あえてスクリーンを越えないことでx4をスクリーンの向こうに追いやり、ワイドオープンを作った。
2Qに入り、フィンランドは日本の一歩先の思考でプレーしてくるようになっている。
2Q 4:38 フィンランド
Post Iso - Kick
今度はPost Up。
5はTopにポジショニング。
1Q 6:29同様、x5はTopのマークマンより、ペイントエリアでの4へのヘルプを優先。
1Q 6:29ではこのオープンになる5を、x4の位置のディフェンスがRotationして対応していた。

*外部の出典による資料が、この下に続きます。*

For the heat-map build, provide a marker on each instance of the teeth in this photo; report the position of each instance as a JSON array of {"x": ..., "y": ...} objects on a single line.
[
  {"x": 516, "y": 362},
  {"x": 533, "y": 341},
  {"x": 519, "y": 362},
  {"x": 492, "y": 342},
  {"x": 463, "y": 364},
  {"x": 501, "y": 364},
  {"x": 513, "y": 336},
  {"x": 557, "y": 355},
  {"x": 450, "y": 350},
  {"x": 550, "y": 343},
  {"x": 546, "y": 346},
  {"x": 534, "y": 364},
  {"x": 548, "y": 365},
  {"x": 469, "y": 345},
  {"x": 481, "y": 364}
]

しかしこの場面では、x4がそのRotationに気づけず。
よってキックアウト1つであっさりと5にワイドオープンを与えてしまった。
1Qではできていたことが、2Qになってできなくなってしまった日本のミスだった。
2Q 1:15 フィンランド
Post Iso
再びPost Up。
今度はTopの4がStretchではなくSplit Action的な動きを見せる。
x5以外の全ディフェンスがSplit Actionに気を取られ、5は広大な1on1スペースを手にする。
1Qではレイアップを許したホーキンソン。
少し引き気味でドライブに備えたところ、今度はジャンパーを決められる。
2Q終了
日本 36 - 46 フィンランド
逆転を許した日本。
3Qも日本にとって試練の時間は続く。
3Q 3:50 フィンランド
Post Iso
フィンランドは後半もTopに5を配置してPost Up。
1と5でSplit Actionを行うことで、他のディフェンスを1on1のヘルプに行かせない。
4のドライブを止められず、結果的にファールになった。
3Q 3:20 フィンランド
Pindown - Reject
今度はPindown。
5がSlotの位置でパサーになる、お馴染みの形。
スクリーンユーザーの2はスクリーンを使うと見せかけて、Reject。
x2は逆をつかれ、2にレイアップを許した。
これはx4にとっても背後のスペースであるため、x5はもちろん、x4もRim Protectionできなかった。
2Qから3Qにかけてフィンランドペースで試合は進行。
ここまで見てきたように、
①フィンランドのプレーに落ち着きが生まれ、駆け引きで優位に立ったこと
②日本ディフェンスにミスが発生したこと
が主な要因となった。
しかし、ここから日本が最大18点差をひっくり返す大逆転劇を見せる。
大逆転(3Q終盤〜4Q)
3Q 2:30 フィンランド
Chin Rip (Inverted) - Reject - DHO
1Qから苦しめられてきたChin Rip。
相変わらず5がパサー、4がスクリーンユーザーで実行してくる。
これまではスクリーンを使われることで、マルッカネンにわずかなズレを与えてしまっていた。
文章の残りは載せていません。